O Brasil é o exemplo perfeito dessa ambiguidade. Ao mesmo tempo em que construía uma narrativa de liderança solidária e defensor do multilateralismo Sul-Sul, sua atuação concreta no Haiti, via participação em missões de paz, seguia o roteiro hegemônico da estabilização e do gerenciamento de riscos, muito distante de um compromisso efetivo com o resgate da soberania haitiana. A contradição não é moral, mas política. Enquanto o discurso proclamava apoio e irmandade, as ações ajudavam a consolidar um protótipo de administração que nega a soberania, fazendo com que o controle de fora sobre o Haiti parecesse normal e até necessário.

É aqui que a reflexão vira um questionamento ético para nós, latino-americanos. Reconhecer nossa responsabilidade não é ficar procurando culpados, mas admitir que o Haiti mostra nosso limite, ou seja, a resistência em abraçar como legítimo um caminho de libertação que mexe com nossas estruturas históricas e nossas zonas de conforto geopolítico.

Conclusão: O Haiti como início silenciado

Chegamos, assim ao ponto de partida, mas com nova compreensão. O Haiti não é um “Estado falido”. Esse rótulo, apresentado como diagnóstico neutro, esconde uma história consistente e prolongada de penalização, ostracismo e abandono. A tragédia haitiana não tem sua origem em uma suposta falha interna em se governar. Ela é o resultado da soma de castigos, bloqueios e interferências que converteram a liberdade alcançada nos primórdios do século XIX em uma causa permanente de suspeita e punição.

Essa responsabilidade é compartilhada. As potências imperiais foram decisivas ao castigar com rigor a Revolução Haitiana e, depois, a manter o país sob seu controle, usando diferentes formas de tutela ao longo do tempo. Contudo, a América Latina também participa desse processo, seja por ter ficado calada frente a essas sanções, seja por sua recusa em incorporar o Haiti à narrativa continental.
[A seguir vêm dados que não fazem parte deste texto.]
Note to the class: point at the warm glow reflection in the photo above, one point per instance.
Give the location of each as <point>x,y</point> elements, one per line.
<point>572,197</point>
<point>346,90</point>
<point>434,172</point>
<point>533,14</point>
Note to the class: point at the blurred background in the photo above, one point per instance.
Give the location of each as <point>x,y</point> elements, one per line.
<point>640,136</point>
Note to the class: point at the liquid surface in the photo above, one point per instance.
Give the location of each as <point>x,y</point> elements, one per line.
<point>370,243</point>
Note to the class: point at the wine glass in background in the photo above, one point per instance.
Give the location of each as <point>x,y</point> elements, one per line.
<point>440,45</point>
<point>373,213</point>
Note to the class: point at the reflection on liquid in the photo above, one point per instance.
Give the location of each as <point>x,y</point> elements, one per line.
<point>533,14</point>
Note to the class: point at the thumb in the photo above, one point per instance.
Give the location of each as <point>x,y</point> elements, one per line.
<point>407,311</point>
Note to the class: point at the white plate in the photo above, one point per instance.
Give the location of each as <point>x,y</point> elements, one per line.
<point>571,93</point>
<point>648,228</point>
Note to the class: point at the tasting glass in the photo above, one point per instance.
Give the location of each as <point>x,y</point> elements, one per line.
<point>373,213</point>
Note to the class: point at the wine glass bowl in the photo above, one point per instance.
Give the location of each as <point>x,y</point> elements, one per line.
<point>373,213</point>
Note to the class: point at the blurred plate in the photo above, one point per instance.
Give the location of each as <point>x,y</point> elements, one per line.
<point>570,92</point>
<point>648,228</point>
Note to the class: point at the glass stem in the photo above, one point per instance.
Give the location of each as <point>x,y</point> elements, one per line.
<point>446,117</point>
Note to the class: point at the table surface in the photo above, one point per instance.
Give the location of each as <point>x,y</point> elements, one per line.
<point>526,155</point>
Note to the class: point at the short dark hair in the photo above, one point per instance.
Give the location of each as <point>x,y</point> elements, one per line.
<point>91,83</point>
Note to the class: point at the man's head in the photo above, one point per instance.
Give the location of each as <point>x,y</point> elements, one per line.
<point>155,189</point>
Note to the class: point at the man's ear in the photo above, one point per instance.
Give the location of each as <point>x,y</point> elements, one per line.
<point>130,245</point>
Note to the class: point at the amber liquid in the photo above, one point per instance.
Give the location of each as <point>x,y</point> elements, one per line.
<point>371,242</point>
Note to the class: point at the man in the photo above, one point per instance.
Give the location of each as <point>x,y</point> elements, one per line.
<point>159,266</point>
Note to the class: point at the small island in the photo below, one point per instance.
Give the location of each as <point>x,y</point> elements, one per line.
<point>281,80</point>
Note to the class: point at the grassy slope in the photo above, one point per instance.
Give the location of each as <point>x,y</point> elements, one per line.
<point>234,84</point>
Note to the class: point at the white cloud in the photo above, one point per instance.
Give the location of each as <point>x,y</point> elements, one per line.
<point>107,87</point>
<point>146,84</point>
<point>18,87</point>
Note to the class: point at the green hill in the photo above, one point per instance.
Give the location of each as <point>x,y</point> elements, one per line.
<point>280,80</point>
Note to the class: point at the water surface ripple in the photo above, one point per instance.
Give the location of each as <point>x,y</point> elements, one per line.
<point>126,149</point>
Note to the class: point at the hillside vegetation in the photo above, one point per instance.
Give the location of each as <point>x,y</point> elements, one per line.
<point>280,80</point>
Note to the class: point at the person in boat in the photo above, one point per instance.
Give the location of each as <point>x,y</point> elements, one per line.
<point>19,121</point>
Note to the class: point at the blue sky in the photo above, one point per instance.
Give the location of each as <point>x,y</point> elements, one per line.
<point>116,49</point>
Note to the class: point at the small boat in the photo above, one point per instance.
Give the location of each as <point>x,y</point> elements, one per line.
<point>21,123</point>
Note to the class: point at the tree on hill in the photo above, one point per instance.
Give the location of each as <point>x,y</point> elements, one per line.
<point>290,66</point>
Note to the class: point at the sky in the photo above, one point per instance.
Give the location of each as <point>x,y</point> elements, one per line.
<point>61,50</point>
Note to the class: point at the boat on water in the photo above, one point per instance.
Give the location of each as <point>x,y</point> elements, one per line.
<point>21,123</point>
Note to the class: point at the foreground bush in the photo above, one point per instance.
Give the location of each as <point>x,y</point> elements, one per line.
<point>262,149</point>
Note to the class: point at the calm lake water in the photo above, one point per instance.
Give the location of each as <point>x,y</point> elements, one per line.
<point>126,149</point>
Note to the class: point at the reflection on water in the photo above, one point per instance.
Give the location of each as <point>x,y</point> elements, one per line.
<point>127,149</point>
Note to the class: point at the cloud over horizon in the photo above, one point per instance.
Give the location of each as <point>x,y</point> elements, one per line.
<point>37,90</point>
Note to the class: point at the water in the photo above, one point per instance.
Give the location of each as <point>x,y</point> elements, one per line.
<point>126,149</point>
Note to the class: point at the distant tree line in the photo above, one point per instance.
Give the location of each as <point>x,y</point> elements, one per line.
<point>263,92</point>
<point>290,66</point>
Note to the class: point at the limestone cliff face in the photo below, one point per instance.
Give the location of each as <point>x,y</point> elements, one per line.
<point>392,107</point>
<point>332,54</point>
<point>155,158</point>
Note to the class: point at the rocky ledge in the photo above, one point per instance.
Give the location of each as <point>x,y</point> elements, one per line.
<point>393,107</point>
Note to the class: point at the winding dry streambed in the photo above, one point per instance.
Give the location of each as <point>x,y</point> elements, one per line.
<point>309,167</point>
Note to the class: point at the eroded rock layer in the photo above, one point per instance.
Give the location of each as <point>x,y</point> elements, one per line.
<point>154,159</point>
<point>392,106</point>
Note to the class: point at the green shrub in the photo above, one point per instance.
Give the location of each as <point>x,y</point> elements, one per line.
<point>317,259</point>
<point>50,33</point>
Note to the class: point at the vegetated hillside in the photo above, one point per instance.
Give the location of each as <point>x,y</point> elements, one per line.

O ato de relegá-lo à categoria de “caso caribenho” ou “emergência humanitária” foi uma forma de reforçar seu abandono histórico.

Assim é ilusório buscar uma solução técnica. Nenhum arranjo administrativo, missão multilateral ou protocolo de governança será capaz de responder adequadamente a um problema que é em sua essência, histórico e ético. Enquanto a pergunta for “como gerenciar a crise?” e não “como reparar a injustiça?”, vamos continuar intervindo e falhando sempre.

O Haiti segue sendo, portanto, uma memória incômoda. Ele recorda a América Latina que seu início mais revolucionário foi silenciado. Colocar hoje o Haiti em foco é confrontar esse apagamento – e reconhecer que não há projeto de libertação consistente que possa seguir negligenciando sua existência.

 

Willames Frank é doutorando em ética e Filosofia Política na Universidade Estadual do Rio de Janeiro (UERJ). Mestre e graduado em filosofia pela Universidade Federal de Alagoas e coordenador da Associação de Filosofia e Libertação (AFYL – Brasil).